Complex Systems

Information-Theoretic Based Error-Metrics for Gradient Descent Learning in Neural Networks Download PDF

Joseph C. Park
Atlantic Undersea Test and Evaluation Center (AUTEC),
West Palm Beach, FL 33401, USA

Perambur S. Neelakanta
Salahalddin Abusalah
Dolores F. De Groff
Raghavan Sudhakar
Department of Electrical Engineering,
Florida Atlantic University,
Boca Raton, FL 33431, USA

Abstract

Conventionally, square error (SE) and/or relative entropy (RE) error functions defined over a training set are adopted towards optimization of gradient descent learnings in neural networks.
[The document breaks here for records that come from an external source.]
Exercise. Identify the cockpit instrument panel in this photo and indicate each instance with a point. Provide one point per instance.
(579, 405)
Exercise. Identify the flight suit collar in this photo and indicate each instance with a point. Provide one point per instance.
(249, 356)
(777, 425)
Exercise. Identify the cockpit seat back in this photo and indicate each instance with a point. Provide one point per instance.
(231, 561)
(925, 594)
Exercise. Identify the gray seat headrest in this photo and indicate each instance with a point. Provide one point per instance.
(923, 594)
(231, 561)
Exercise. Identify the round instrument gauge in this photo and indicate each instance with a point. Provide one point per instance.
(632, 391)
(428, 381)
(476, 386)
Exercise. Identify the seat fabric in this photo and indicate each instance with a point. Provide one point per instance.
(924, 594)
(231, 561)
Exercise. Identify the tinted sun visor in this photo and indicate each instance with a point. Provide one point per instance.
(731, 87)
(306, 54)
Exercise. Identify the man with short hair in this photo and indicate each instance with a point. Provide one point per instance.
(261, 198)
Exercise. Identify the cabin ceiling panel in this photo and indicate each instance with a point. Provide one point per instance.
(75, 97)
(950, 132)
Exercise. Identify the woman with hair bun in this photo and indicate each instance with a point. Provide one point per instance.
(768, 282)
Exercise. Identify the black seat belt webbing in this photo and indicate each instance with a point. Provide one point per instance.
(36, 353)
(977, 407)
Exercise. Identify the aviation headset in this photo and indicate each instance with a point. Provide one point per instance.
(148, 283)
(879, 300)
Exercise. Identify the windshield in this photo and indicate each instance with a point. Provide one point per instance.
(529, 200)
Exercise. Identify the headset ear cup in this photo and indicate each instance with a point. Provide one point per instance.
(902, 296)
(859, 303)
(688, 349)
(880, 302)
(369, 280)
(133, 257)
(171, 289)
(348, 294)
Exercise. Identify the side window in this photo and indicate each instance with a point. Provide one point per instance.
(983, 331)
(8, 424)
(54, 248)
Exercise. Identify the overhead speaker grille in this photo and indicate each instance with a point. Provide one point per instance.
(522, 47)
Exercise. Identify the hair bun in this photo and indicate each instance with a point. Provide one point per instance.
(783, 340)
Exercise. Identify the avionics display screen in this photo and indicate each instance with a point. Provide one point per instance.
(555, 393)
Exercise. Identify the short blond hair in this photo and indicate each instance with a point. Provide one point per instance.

As an alternative, a set of divergence (or distance) measures can be specified in the information-theoretic plane that functionally have pragmatic values similar to (or improved upon) The SE or RE metrics. Kullback-Leibler (KL), Jensen (J), and Jensen-Shannon (JS) measures are suggested as possible information-theoretic error-metric candidates that are defined and derived explicitly. Both conventional SE/RE measures, as well as the proposed information-theoretic error-metrics, are applied to train a multilayer perceptron topology. This is done in order to elucidate their relative efficacy in deciding the performance of the network as evidenced from the convergence rates and training times involved. Pertinent simulation results are presented and discussed.